December 31, 2014 at 12:34 pm #4178
Indeed, there is a lack of emphasis in the arts on personal expression, largely because of a shift toward standardization over the last 15 years. The problem with standardization is the belief that conceptual ideas should be fixed. This results in limited, accepted approaches to solving problems. The standardization of knowledge allows easy assessment but directs students toward memorization and away from rigorous pedagogy. As a result of testing, visual arts courses become less important because they are outside of the testing loop. Thus, arts programs receive less money and less value from the school system. Yet, a key component of art in school is developing student voices. Content is important, but we need to realize the value of the image. In a Kantian sense, the image provides subjective freedom because it is not fixed and propels the subject into freedom through reflection. This freedom allows the student infinite interpretation and possibility.
I think personal expression should be integrated into the studio art program and there’s no reason it can’t be included. For example, my students learn about the context of an artist’s personal vision and 10 new techniques for each project. Then, students create a practice artwork based on a theme. Finally, students pick 5 techniques to apply to their own personal design. Developing student voices should be at the forefront of arts education and doesn’t require a whole new system.October 12, 2015 at 9:48 pm #4671
Emphasizing content and finding a personal voice is important in art. They are both significant because they create a purpose for the artist. They both give something the viewers to look for and to appreciate. If Judy Chicago didn’t emphasize feminism, we would just look at her work and say, “What’s the point?” We wouldn’t appreciate her work as much as we, or at least I, do because we wouldn’t understand her reasons for her artwork. Also, Judy Chicago’s voice in her work is important because it adds to her purpose. Her point in being a feminist is brought out in her pieces. She uses topics about women that make the general public uncomfortable. For example, the piece The Menstruation Bathroom makes society uncomfortable because it focuses on women’s periods. It is almost a taboo of a topic that is emphasized in this piece to create a point; that people shouldn’t be uncomfortable about something that happens naturally in women. With this content emphasized, and her voice about feminism being tied in, attention is drawn to not only this piece but pretty much all of her work. It makes us looks at certain aspects in our lives in a slightly different way, and makes us appreciate her artwork more. Her work makes us think about they ways things are in society, which is why emphasizing content and finding a personal voice in art is critical.October 12, 2015 at 10:17 pm #4677
There tends to be lack of voice when coming to see the emphasis in content. When people talk more about the content and describe the history, origin and time they mislead their voice and the personal touch there needs to be added to the whole piece. In my opinion, there should always be 50/50 because that way the reader learns about the content and at the same time find the personal touch of the writer.October 12, 2015 at 10:52 pm #4686
Each person is blessed with their own thoughts, actions, and opinions. Putting that voice and opinions into action is so important in expressing your thoughts. Sitting back and letting others be in control of what goes on in your life, directly or indirectly, is no way to go through life. I was taught to share what was on my mind and never hold anything back. Some know how to take that and others do not. Expressing your true thoughts, or “not having a filter”, is an amazing thing. Having a personal voice and direct say on the events in your life is crucial. You have the power to control your future. By standing up for what you believe in or just saying what’s on your mind gives you that much more control over the outcome. Be your own advocate.August 30, 2018 at 4:56 pm #6960
I think emphasis on content and finding personal voice is one of the most important things in art. Having a personal voice can completely change an artist and their content. You’re not just creating art; you’re creating art with a purpose.
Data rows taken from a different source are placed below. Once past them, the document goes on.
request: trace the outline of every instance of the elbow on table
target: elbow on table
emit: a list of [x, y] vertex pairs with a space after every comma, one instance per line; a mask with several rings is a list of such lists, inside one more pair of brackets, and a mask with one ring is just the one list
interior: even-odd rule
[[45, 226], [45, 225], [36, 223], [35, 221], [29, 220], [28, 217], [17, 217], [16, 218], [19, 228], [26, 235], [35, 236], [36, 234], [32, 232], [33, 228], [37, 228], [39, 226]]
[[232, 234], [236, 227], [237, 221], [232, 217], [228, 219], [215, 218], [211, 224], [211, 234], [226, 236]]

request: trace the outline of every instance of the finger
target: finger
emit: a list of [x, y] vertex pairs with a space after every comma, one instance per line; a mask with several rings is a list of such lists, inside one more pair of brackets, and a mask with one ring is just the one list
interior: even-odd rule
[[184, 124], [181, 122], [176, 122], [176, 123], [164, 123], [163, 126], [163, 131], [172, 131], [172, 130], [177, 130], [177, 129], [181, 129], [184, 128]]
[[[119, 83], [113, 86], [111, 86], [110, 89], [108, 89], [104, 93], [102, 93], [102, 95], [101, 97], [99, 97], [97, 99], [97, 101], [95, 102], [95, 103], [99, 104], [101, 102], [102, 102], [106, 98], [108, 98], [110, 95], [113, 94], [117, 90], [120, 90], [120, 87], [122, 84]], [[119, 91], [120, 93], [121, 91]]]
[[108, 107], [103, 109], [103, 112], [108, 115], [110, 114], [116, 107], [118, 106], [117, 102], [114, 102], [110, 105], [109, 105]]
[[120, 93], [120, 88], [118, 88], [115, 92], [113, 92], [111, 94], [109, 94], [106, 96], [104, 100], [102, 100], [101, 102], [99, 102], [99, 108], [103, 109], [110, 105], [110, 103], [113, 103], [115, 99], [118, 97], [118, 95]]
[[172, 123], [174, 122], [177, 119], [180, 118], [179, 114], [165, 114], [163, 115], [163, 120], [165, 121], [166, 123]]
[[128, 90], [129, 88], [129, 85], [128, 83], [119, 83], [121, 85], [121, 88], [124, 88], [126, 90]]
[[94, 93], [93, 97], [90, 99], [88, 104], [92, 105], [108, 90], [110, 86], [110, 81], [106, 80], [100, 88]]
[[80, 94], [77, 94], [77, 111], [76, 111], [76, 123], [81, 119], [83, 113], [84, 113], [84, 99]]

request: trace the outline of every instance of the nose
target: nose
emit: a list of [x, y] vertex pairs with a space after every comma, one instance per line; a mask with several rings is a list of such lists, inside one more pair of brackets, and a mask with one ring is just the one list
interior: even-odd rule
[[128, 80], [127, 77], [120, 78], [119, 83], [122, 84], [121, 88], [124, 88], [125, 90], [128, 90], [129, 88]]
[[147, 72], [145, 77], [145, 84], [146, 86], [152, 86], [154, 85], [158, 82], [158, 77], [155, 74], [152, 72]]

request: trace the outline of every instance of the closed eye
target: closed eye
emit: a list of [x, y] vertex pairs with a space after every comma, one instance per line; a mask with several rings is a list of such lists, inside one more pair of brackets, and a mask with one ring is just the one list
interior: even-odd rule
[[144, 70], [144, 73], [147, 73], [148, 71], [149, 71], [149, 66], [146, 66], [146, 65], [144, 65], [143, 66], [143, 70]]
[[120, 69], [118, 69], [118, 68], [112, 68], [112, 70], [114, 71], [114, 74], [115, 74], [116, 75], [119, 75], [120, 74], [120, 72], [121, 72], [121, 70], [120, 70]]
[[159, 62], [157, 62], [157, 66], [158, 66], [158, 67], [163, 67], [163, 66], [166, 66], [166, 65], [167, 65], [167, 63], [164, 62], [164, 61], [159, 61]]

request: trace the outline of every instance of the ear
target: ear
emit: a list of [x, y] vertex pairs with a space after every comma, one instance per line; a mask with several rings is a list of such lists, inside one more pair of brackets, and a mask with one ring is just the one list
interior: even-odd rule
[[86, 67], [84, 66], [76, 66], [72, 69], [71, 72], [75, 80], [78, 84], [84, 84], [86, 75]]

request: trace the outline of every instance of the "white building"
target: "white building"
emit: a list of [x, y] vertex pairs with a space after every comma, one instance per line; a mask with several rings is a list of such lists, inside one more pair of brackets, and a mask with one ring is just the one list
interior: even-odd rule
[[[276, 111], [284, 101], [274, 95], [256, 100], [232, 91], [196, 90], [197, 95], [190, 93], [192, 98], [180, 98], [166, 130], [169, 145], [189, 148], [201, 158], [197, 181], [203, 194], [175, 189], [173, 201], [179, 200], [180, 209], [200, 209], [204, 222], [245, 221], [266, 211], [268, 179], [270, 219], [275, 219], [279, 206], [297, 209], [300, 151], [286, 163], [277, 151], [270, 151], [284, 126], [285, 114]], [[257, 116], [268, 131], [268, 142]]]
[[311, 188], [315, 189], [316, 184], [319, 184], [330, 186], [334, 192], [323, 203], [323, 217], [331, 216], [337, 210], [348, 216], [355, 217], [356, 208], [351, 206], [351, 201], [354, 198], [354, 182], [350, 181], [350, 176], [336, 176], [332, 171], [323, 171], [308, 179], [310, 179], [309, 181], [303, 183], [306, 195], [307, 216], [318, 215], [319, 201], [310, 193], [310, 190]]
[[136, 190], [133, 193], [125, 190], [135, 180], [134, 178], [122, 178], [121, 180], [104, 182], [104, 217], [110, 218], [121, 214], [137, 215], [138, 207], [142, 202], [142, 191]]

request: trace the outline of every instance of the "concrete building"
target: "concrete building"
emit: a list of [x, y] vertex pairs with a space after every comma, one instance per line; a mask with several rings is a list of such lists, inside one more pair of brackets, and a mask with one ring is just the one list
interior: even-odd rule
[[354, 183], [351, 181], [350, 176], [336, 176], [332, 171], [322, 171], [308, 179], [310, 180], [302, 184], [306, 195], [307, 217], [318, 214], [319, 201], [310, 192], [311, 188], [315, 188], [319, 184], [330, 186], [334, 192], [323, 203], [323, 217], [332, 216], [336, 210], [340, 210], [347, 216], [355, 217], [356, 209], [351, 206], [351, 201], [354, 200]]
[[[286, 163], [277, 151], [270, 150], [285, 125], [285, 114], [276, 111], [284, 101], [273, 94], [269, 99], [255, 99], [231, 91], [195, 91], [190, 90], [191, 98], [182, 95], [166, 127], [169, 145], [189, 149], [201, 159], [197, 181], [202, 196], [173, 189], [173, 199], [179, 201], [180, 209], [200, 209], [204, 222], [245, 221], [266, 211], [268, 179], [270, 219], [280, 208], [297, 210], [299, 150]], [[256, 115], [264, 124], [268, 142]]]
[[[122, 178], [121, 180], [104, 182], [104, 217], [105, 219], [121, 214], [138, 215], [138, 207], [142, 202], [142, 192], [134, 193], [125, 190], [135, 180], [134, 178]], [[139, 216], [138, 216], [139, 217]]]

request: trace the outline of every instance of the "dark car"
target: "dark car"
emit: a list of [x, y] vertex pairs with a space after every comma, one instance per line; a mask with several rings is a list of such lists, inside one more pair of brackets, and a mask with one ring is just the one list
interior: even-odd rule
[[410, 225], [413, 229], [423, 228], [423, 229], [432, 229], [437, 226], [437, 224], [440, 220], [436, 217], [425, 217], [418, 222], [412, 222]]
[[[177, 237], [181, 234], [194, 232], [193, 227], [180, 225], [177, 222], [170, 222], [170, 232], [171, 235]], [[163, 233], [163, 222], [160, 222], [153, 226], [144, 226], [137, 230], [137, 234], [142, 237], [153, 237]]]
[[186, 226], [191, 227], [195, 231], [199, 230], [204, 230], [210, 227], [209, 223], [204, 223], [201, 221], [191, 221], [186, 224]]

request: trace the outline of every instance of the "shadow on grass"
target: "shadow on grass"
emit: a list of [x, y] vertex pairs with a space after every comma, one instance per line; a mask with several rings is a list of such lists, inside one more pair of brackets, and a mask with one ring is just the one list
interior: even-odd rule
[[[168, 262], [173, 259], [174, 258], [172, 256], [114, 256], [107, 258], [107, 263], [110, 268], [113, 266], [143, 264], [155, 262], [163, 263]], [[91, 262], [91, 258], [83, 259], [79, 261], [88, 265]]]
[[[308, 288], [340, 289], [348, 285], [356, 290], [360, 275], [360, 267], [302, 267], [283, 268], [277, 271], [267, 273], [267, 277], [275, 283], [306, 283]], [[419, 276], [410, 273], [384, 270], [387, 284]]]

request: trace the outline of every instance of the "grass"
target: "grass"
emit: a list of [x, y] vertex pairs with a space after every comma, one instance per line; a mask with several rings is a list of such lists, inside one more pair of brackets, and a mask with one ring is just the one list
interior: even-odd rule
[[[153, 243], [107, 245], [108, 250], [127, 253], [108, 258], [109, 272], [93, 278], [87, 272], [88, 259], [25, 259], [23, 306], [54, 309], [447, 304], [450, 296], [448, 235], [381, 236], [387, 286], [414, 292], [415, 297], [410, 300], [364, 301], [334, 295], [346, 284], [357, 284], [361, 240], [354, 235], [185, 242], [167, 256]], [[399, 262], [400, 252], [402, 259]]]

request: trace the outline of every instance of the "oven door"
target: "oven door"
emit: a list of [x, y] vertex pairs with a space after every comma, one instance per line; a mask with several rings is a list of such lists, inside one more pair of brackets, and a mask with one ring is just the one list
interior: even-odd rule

It really grabbed my attention hearing Judy Chicago’s step forward to being a feminist artist and so strongly advocating for feminism. Finding her personal voice not only changed her as an artist but it pushed her to help and support other women as well. Finding your personal voice can have so much power behind it. Power that might initially be negative can also be transformed into a power that drives you. Your power can also inspire others and maybe help other artists find their voice. Judy Chicago had such an impact on so many artists and other individuals, including myself. I have a new outlook on creating art. Taking my work one step at a time.September 4, 2019 at 9:35 pm #7433
In one word, absolutely.
What is art, teaching, pedagogy, anything without content? Without a meaning behind it? Content is the core of creating. If there were no content there would be no creation. An emphasis on content is necessary for art to 1) be created in the first place 2) be something that is both enjoyable and teachable. The pedagogical aspect of creation and art is derived from content. Pedagogy requires content. Content is required for the realm of art education to even exist, let alone any type of education.
Every piece of art ever created means something different to every person who sees or experiences it. Emphasis on personal voice is crucial, because without it, what is art ever going to be besides something nice to look at? Perception is unique to each person, and emphasis on learning personal voice on the receiving end will eventually develop into a personal voice on the creating end. If personal voices in the artistic world didn’t exist, all art would be the same, uninteresting things. Emphasis on a personal voice for each student and each artist invites an individualistic pedagogical approach, whereas content is a more group based educational experience. Both are crucial and deserve emphasis in the conversation of art education.